I was witness to Brisebois' dedication to being Montreal Canadiens player, upon the occasion of the first Habs Inside Out Habs fan summit in October 2007. Brisebois had been a controvercial resigning of the club that summer, with as many fans wondering why he'd return to Montreal as those who wondered why the team would ask him back. Lots of ink was spilled detailing that for Brisebois, playing hockey for the Canadiens was the only thing that mattered to him.

Truly, it was a noggin scratcher as to why he would return to the scene where he had been so despised in his previous incarnation.

That fact was evident that October day. As our group was being prepared for a Gazette photo shoot, Brisebois made his way into the Bell Centre behind us. It disrupted the whole shoot for a spell, as everyone turned to catch a glimpse of him so close to the main east side doors.

Brisebois was nattily attired in a long black trenchcoat, strolling by as we all shouted out his name. The Gazette photographer had quite the task keeping us camera focused, as we all turned to look between being posed for shots.

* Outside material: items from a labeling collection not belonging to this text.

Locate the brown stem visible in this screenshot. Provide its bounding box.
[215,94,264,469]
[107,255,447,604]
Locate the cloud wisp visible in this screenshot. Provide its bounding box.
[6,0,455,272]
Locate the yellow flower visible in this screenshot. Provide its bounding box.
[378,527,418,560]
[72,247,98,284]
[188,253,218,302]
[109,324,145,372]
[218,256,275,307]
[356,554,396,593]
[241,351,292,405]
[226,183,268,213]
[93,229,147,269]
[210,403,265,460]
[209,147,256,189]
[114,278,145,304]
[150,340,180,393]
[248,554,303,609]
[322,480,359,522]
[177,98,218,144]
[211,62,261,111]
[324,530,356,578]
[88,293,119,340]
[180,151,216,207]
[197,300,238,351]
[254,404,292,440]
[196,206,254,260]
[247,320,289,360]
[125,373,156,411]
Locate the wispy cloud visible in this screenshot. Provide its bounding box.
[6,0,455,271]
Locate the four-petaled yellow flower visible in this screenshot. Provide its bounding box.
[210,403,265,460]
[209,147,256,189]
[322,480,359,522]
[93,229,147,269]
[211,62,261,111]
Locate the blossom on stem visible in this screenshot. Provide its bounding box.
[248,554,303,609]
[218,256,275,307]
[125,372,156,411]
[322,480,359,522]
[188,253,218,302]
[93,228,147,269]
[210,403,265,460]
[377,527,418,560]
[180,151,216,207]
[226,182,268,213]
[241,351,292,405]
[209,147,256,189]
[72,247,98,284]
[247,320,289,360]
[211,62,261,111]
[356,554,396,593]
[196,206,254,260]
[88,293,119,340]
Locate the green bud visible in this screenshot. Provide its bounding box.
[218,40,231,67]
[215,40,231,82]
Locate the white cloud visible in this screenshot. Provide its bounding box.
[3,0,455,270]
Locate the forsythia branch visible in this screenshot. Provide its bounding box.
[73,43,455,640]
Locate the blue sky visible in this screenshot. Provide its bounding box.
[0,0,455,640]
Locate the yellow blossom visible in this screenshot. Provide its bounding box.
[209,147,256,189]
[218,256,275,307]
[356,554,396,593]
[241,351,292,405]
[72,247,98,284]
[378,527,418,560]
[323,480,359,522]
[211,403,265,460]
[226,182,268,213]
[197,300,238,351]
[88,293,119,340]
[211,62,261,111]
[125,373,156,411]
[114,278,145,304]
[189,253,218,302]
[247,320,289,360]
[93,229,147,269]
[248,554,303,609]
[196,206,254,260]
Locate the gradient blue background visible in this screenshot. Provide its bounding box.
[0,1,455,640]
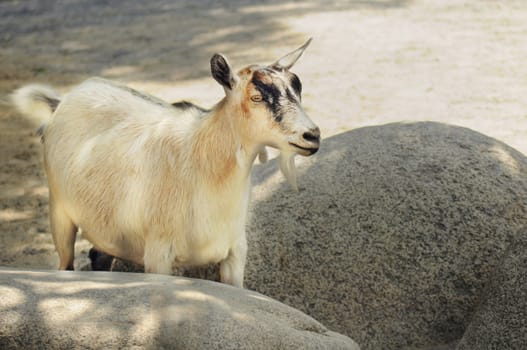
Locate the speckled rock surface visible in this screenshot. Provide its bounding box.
[0,268,359,350]
[105,122,527,350]
[246,123,527,350]
[457,231,527,350]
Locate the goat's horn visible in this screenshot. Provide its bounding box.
[271,38,313,69]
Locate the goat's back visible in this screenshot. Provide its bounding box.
[44,78,197,255]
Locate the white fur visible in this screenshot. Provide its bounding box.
[13,41,318,287]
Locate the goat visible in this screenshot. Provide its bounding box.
[13,39,320,287]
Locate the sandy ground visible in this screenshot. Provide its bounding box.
[0,0,527,268]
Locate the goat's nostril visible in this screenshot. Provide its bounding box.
[302,132,320,142]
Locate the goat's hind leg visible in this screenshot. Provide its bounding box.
[49,195,77,270]
[220,234,247,288]
[143,240,175,275]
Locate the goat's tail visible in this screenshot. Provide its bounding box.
[10,84,60,124]
[10,84,60,142]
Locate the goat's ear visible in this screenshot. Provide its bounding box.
[210,53,236,91]
[271,38,313,69]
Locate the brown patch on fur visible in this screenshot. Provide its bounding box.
[192,101,239,185]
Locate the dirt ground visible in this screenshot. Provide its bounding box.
[0,0,527,268]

As Brisebois was passing throught the backdrop of our shoot, we needed to wait as he stopped to sign autographs with a pen at the ready, pose for pictures with fans, and kindly chat with those who stopped to greet him. The destraction that Brisebois was to our shoot lasted a good five minutes, and from where I stood, I never saw his huge grin leave his face.

Now I've imagined myself in the skate laces of many a great Montreal Canadiens player in my 46 years, but never have I seen it more respectfully exemplified than I did that day, as Brisebois paused to mingle with fans of the team.

You had to see how happy he looked to truly appreciate the moment.

I gather that with my hockey skills, had I ever been fortunate enough to walk in such shoes, slide in such skate strides, I'd have killed to live every single day, and then just one more, to be a member of the Montreal Canadiens.

I'd take the darts and slingshots of critics, the boos of boobirds, and all the wrath I could handle to keep on living that one extra day, to help the team I held so warmly in my heart get closer to where it was headed.

In his one thousandth NHL game, Brisebois might just embody and represent the common fan in a lot of us. Seeing it that way, booing him would feel like booing myself.

Now, score that shootout winner in Atlanta, Patrice!